By this time tomorrow, we'll know how well the film "The Kings's Speech" did at the Oscars. I saw the film 3 times (as a projectionist so partly looking over the top of a machine and wondering if it was lined on the screen properly rather than following the plot) and it deserves all the praise heaped on it.
Except in one area.
During scene where Bertie (soon to be KG6) is talking to Lionel (his speech therapist, not the model train producer), he fiddles with a model aeroplane that one of Lionel's children is half way through building. The King-to-be confesses that he had always wanted to make models but his father had said that he collected stamps, his son would do the same.
Anyway, the models hanging from the ceiling are clearly carved from bits of wood but the one in Colin Firth's hands isn't. As a model making anorak, I can see it is injection moulded plastic. No schoolchild would have carved the canvas sags between the ribs of the bi-plane top wing so well. Even if he had wanted to, he'd have had to use a hardwood rather than the more common balsa or obechi to get that level of detail.
So, the producers used a plastic kit, but is that right ?
Well, according to Arthur Ward's book "Celebrating 50 years of the greatest plastic kits in the world", the first Frog "Penguins" range included a Gloster Gladiator in the range in the 1937/38 catalogue and as that is the same era the film is set, it it just conceivable that the kids could have been assembling such a model. However the material the model was moulded in was cellulose acetate rather than polystyrene so would it have exhibited the same fine detail ? Even if it could, was mould making as sophisticated art then as it later became ?

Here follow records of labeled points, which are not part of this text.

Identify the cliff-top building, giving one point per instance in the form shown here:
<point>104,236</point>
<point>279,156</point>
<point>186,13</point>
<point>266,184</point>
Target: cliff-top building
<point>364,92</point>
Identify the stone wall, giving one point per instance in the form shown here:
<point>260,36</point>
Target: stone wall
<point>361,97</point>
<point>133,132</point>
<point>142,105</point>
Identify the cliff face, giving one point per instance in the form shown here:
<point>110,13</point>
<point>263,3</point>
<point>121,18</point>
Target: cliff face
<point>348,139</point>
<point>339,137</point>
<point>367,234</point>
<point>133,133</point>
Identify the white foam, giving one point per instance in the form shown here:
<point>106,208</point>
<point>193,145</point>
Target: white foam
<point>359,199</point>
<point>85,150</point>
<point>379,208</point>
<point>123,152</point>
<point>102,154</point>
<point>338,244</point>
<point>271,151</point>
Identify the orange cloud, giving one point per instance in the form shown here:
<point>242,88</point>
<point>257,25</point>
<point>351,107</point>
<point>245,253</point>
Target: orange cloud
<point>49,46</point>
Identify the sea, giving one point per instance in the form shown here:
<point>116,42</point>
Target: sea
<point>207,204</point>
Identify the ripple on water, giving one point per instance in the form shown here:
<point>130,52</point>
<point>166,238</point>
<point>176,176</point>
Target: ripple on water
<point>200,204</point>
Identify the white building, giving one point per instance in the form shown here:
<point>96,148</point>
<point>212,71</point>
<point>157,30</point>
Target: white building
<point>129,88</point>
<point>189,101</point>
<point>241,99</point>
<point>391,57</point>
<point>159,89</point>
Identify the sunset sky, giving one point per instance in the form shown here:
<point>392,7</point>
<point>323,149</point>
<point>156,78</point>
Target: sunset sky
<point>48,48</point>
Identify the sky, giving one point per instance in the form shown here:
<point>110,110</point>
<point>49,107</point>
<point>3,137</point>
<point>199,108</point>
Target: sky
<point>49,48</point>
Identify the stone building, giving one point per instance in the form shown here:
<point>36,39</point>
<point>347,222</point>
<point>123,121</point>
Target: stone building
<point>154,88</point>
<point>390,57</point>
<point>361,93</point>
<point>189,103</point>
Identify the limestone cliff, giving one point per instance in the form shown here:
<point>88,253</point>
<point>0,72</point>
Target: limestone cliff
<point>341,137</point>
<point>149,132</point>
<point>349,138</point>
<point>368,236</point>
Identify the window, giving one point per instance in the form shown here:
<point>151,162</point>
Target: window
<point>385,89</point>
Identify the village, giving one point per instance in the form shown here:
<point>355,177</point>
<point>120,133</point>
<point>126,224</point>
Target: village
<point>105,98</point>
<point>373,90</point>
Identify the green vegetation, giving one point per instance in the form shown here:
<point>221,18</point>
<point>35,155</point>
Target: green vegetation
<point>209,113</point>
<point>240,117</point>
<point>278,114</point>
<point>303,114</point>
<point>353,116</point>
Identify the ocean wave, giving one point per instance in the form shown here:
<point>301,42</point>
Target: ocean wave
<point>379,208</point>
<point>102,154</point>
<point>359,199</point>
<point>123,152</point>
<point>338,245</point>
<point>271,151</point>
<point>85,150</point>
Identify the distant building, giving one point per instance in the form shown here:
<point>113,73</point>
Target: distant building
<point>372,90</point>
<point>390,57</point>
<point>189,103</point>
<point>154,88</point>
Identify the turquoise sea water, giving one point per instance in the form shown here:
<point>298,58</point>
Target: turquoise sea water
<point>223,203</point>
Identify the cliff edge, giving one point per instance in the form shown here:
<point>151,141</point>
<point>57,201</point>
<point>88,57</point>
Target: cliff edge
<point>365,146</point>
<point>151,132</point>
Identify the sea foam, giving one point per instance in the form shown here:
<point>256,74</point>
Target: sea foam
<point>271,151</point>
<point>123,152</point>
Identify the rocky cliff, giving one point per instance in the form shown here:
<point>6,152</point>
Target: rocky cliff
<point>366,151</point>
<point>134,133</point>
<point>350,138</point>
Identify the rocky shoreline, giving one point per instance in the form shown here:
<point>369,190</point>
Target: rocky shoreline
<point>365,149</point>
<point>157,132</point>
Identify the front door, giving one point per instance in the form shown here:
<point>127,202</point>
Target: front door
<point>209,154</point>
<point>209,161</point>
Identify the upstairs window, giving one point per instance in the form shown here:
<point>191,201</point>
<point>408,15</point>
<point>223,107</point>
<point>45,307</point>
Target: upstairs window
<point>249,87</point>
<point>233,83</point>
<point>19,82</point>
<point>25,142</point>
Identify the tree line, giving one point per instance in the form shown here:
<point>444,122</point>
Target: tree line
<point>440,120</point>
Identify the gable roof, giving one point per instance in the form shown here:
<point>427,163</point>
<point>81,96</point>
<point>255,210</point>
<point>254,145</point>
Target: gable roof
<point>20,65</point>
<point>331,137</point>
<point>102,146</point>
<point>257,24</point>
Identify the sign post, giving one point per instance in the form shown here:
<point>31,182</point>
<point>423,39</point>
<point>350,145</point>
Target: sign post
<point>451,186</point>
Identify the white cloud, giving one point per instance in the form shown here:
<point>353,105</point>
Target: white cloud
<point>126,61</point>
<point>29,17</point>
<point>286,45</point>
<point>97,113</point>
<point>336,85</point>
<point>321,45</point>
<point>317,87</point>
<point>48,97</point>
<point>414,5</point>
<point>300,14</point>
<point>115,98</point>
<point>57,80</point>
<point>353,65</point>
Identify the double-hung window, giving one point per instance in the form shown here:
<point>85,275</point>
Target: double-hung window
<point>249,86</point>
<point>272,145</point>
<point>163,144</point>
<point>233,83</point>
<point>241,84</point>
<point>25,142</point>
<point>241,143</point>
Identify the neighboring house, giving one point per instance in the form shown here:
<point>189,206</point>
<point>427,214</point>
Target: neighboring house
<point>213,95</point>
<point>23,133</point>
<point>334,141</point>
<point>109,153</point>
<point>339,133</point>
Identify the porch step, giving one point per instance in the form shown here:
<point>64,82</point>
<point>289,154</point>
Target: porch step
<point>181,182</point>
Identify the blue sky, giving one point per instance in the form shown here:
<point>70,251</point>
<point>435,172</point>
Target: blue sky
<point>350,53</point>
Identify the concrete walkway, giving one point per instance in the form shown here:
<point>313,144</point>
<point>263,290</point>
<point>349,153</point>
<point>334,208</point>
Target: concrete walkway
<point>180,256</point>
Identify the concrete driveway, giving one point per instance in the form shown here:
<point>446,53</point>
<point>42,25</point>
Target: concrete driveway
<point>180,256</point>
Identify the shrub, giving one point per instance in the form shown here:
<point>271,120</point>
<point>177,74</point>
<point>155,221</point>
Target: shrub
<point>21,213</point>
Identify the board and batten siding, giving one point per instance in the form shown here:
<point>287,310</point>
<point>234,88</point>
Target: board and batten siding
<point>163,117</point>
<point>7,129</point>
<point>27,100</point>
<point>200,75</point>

Bertie proceeds to stick the wing to the rest of the place with some glue from an open pot. That would be appropriate for a wooden model where the glue is animal bone or even flour based, but simply wouldn't work for a plastic kit. The correct alternative might not have worked in the dramatic context though.
I suspect that the production team cheated and just bought a modern Airfix kit assuming that no one would notice. I did and if I'm right, I reckon those Oscars should be handed back !
Phil,
ReplyDeleteI noticed this error also. I'm also wondering about the use of the word 'loo'. When 'Mr.& Mrs.Johnson' first visit Logue, he calls out "I'm in the loo'." I was born in 1951 and don't remember this word being used during the years of my childhood.